Joko mengatakan, dalam peraturan Kemensos, seharusnya hanya kunjungan kerja darurat yang bisa menggunakan private jet dengan anggaran dana hibah. Namun kunjungan kerja Juliari tidak dalam situasi darurat.

"Sedangkan pada saat kunjungan ke Bali dan Semarang kedua lokasi tersebut tidak sedang dalam keadaan bencana bencana sehingga sudah semestinya terdakwa mengetahui kunjungan kerja ke dua lokasi tersebut tidak bisa menggunakan private jet, demikian juga kunjungan kerja ke lampung atas perintah terdakwa ke Selvi Nurbaety akan meminta uang sewa ke Adi Wahyono," kata hakim.

Hakim mengatakan asal usul pembayaran private jet itu berasal dari fee bansos yang dikumpulkan KPA bansos Adi Wahyono dan PPK bansos Matheus Joko Santoso. Hal itu dibuktikan dengan adanya bukti percakapan telepon antara sekretaris pribadi Juliari Selvi Nurbaety dan Adi Wahyono yang meminta uang untuk pembayaran private jet.

"Dengan adanya beberapa kali permintaan uang pesawat dari Selvi ke Adi Wahyono membuktikan uang sewa pesawat ke Bali, Semarang dan Lampung bukan bersumber dari dana hibah luar negeri ke kemensos," ungkap hakim.
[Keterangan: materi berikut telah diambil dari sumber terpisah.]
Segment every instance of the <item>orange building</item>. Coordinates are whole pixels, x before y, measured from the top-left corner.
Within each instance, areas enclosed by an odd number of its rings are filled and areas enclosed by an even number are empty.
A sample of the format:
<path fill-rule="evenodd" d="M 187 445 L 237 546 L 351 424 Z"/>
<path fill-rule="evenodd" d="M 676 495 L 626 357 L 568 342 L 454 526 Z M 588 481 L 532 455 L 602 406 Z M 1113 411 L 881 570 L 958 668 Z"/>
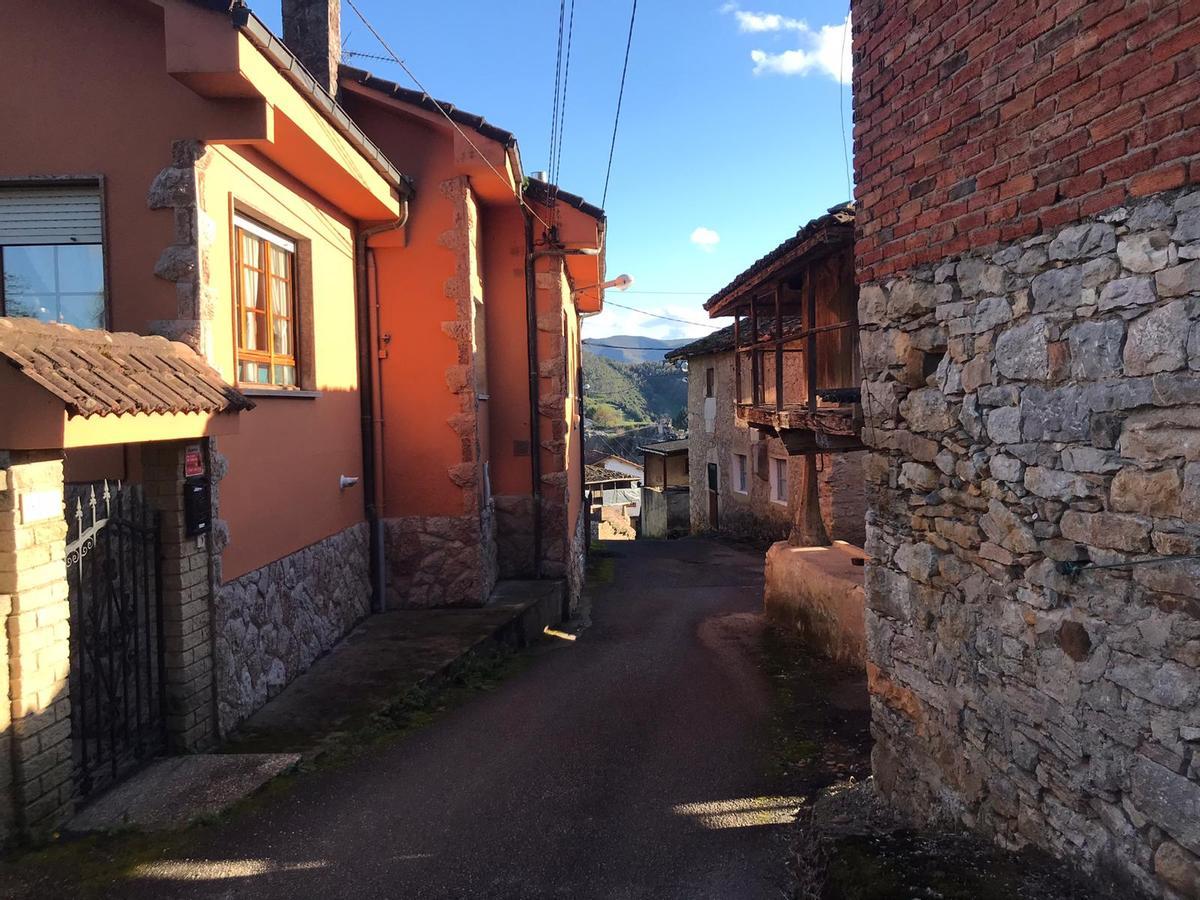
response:
<path fill-rule="evenodd" d="M 298 58 L 224 0 L 6 10 L 0 837 L 213 744 L 372 609 L 578 596 L 604 215 L 339 75 L 336 12 L 284 3 Z"/>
"Terdakwa sudah menerima uang dari Matheus Joko Santoso dan Adi Wahyono yaitu dari Harry Van Sidabukke sebesar Rp 1,28 miliar, Ardian Iskandar Maddanatja sebesar Rp 1,95 miliar dan penyedia lain sebesar Rp 29,252 miliar," tambah hakim.

Selain itu, hakim membantah pleidoi Juliari yang tidak mengakui penerimaan uang Rp 29,252 miliar. Hakim mengatakan klaim Juliari itu tidak berdasar.
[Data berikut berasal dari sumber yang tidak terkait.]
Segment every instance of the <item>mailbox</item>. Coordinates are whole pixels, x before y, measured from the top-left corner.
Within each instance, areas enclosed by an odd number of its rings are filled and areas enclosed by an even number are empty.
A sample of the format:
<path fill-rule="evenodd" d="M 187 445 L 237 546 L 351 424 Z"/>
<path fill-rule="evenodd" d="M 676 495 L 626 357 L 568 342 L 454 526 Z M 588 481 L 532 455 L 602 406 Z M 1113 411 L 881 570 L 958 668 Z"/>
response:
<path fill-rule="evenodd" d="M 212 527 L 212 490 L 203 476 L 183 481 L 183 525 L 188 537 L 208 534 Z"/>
"Menurut keyakinan majelis, apa yang disampaikan Matheus Joko terkait penyedia uang yang tidak terbatas kepada penyedia yang diperiksa di persidangan saja, tapi juga penyedia yang ditunjuk dalam pengadaan terlebih terungkap bahwa ditemukannya uang dalam jumlah besar waktu terjadi OTT di rumah Matheus Joko," ungkap hakim.
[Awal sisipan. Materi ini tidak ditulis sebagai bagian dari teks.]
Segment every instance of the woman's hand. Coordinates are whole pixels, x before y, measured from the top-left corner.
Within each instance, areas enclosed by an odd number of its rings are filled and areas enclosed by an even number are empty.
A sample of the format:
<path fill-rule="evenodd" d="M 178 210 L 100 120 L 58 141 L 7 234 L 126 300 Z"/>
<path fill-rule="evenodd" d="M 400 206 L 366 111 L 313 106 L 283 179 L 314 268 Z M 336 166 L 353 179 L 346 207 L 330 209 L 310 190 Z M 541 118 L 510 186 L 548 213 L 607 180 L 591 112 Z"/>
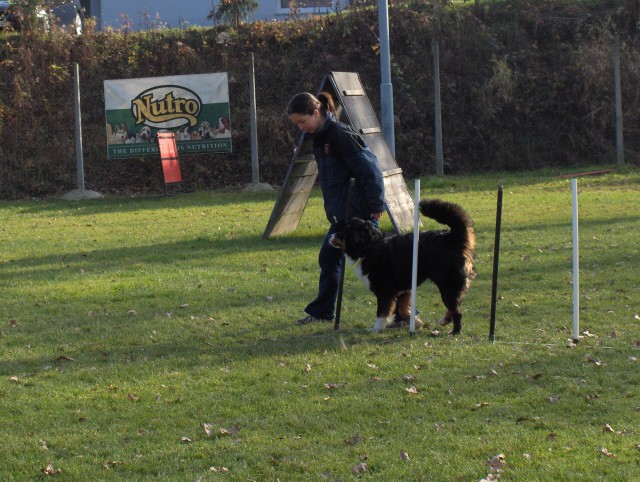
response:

Simak berita selengkapnya di halaman berikutnya.

Lebih lanjut, hakim dalam putusan ini juga mengesampingkan kesaksian orang dekat Juliari yakni Selvy Nurbaety selaku sekretaris pribadi, Stafsus Juliari Kukuh Ary Wibowo, dan ajudan Juliari Eko Budi Santoso terkait pemberian uang fee bansos ke Juliari. Menurut hakim, kesaksian mereka ada konflik kepentingan karena bekerja dengan Juliari.

"Bantahan Selvi Murbaety, Kukuh Ary Wibowo dan Eko Budi Santoso terkait penyerahan uang kepada terdakwa, majelis hakim berpendapat pemberian uang sebagaimana yang dijelaskan Matheus Joko dan Adi Wahyono adalah benar adanya, sedangkan bantahan para saksi yang notabenenya adalah orang dekat terdakwa jelas menimbulkan konflik kepentingan," ucap hakim.

Bantahan Hotma Sitompul yang tidak mengakui penerimaan uang Rp 3 miliar juga dibantah hakim.

"Demikian juga bantahan Hotma Sitompul terkait penyerahan uang Rp 3 miliar dari saksi Adi Wahyono yang bertentangan dengan alat bukti berupa keterangan Go Erwin yang mengantarkan uang sebanyak 2x ke rumah Muhammad Ikhsan sebagai pengacara yang bersama-sama Hotma Sitompul menangani perkara penganiayaan anak. Ikhsan lalu menyerahkan uang tersebut kepada Hotma Sitompul di kantornya," pungkas hakim.